God is real

A recently engaged couple are having sex. The man finishes in just under 3 minutes as usual. The woman then says "I love you" because they've been together for over 2 years and they care for each other very deeply.

look left ------------------------------------------------------> i bet you failed.

What do you call a black man who sells drugs? A pharmacist.

Why did the chicken cross the road? I don't know. I didn't ask him.

What starts with P and ends in O-R-N? Popcorn.

Did you hear about the 2 guys who wanted to go to rome? They didnt go

A man walks into a bar and sees a jar filled with money. He asks the bartender, "What`s all this money for?" The bartender replies, "It`s Breast Cancer Awareness month and we are collecting donations." The man puts in $5, and continues on with his night.

Your mom

how do you take a shit in public? pull down your pants and push in public

What's worse than being punched in the face? Being lynched.

What sounds really bad? An accordion.

What became of the girl who drank shellac and died? Her poor father attempted CPR for three hours straight before being forced to give up on his child's life. A massive funeral was held; everyone she ever knew attended. It was a very sad affair.

what do you call someone that works in a corner shop? Mohamed

Whats the worse than dieing of cancer, dieing alone and having AIDS

Two penguins are sitting in a bathtub. That would never happen because penguins would not be anywhere near a bath-tub at any point in their lives, I would be more concerned wondering why a penguin is in the US and calling animal control than making up a joke about it.

A hippie gets on a bus and greets the bus driver in a nice fashion Once the bus stops at his bus stop he thanks the bus driver and gets off the bus

What's green and goes 100 miles an hour? a green racing car

What do we want? Chips!! When do we want them? Chips

your mamma so fat she is homosexual... hahaha to bad u will get last in her

Q: What do you do when you find a black man bleeding from a bullet wound on your front porch? A: Call an ambulance! He may only have minutes to live before he bleeds to death! Hurry!

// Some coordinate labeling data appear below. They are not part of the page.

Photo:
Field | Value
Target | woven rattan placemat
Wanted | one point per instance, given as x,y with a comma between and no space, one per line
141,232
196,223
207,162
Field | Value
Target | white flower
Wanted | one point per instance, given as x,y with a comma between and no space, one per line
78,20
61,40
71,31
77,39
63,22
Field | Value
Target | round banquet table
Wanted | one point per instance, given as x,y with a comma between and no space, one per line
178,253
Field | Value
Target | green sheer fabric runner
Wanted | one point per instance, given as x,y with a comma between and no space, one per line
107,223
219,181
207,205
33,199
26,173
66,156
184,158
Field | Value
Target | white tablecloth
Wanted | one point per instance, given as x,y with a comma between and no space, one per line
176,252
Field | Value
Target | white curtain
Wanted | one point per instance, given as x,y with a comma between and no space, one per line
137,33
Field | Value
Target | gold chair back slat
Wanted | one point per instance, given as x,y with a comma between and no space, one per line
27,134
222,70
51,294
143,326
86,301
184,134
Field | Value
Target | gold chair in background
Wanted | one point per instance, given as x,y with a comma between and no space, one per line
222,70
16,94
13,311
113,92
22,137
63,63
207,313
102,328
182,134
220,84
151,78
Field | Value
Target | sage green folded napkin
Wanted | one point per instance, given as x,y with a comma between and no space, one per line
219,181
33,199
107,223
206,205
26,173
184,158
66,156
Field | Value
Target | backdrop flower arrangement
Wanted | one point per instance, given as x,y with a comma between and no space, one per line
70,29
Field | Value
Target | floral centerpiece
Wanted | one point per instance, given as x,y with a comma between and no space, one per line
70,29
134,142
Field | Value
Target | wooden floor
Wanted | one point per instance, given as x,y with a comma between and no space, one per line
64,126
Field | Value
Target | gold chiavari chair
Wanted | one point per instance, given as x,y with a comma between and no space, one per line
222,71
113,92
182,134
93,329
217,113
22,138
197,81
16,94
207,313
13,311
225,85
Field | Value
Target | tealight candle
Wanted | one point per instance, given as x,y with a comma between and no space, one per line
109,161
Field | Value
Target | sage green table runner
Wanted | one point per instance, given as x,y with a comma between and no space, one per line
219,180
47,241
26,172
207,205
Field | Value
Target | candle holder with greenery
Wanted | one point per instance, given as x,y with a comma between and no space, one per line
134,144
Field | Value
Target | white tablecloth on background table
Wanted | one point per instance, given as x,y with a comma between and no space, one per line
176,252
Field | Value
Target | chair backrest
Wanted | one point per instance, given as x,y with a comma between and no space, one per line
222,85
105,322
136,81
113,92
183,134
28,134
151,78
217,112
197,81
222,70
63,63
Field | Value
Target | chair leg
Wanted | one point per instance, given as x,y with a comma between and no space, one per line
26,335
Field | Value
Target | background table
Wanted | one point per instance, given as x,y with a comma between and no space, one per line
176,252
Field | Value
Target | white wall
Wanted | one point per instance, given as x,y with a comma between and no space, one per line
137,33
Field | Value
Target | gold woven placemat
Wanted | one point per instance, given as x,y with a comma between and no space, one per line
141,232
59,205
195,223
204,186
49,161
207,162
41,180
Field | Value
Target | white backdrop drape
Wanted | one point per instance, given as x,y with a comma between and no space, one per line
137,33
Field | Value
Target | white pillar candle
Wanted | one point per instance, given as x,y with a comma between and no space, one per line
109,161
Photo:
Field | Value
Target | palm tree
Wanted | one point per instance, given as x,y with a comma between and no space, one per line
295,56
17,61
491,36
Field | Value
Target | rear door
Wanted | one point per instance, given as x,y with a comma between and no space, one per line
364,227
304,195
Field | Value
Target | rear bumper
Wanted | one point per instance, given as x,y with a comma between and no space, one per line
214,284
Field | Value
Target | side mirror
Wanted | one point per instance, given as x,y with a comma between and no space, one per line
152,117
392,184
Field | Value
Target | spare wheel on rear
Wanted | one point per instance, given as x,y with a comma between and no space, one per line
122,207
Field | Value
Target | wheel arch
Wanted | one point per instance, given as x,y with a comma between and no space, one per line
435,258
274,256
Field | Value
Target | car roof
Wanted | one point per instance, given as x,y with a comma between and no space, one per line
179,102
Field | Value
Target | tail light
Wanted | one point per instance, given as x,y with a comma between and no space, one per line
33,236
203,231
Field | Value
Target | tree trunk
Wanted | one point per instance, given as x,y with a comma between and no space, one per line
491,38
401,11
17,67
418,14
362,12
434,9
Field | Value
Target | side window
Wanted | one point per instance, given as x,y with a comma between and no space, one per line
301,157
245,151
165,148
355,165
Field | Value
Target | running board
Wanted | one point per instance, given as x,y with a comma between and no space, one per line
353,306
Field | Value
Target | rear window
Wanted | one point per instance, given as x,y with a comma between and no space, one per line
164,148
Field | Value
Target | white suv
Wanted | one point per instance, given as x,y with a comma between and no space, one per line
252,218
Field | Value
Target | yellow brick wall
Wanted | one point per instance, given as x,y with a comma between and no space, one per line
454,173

what do you do if you wake up at midnight and your tv is floating? -call the police because you caught a burgler in the act of stealing your tv

Man who wrote "The Hokey Pokey" died. Hard part was getting him into the coffin. They put his left leg in and then the trouble started..

Why do I hate Jews? - Because they use to much space in the oven.

Anti Joke

What are Antijokes? Anti Jokes (or Anti Humor) is a type of comedy in which the uses is set up to expect a typical joke setup however the joke ends with such anticlimax that it becomes funny in its own right. The lack of punchline is the punchline.

Our Updated iOS App!

We've just released huge update to the iOS app! Now, access all your favorite text and photo sites like Anti-Joke, DIYLOL! A few things didn't make the original cut (like comments) but they'll be back soon. Best of all, the app is now FREE! Get it here.

The Anti Joke Book


NEW ANTI-JOKE BOOK!  Now that we've resolved the printing issues with our publisher, check out the BRAND SPANKING NEW Anti-Joke Book!

MOAR??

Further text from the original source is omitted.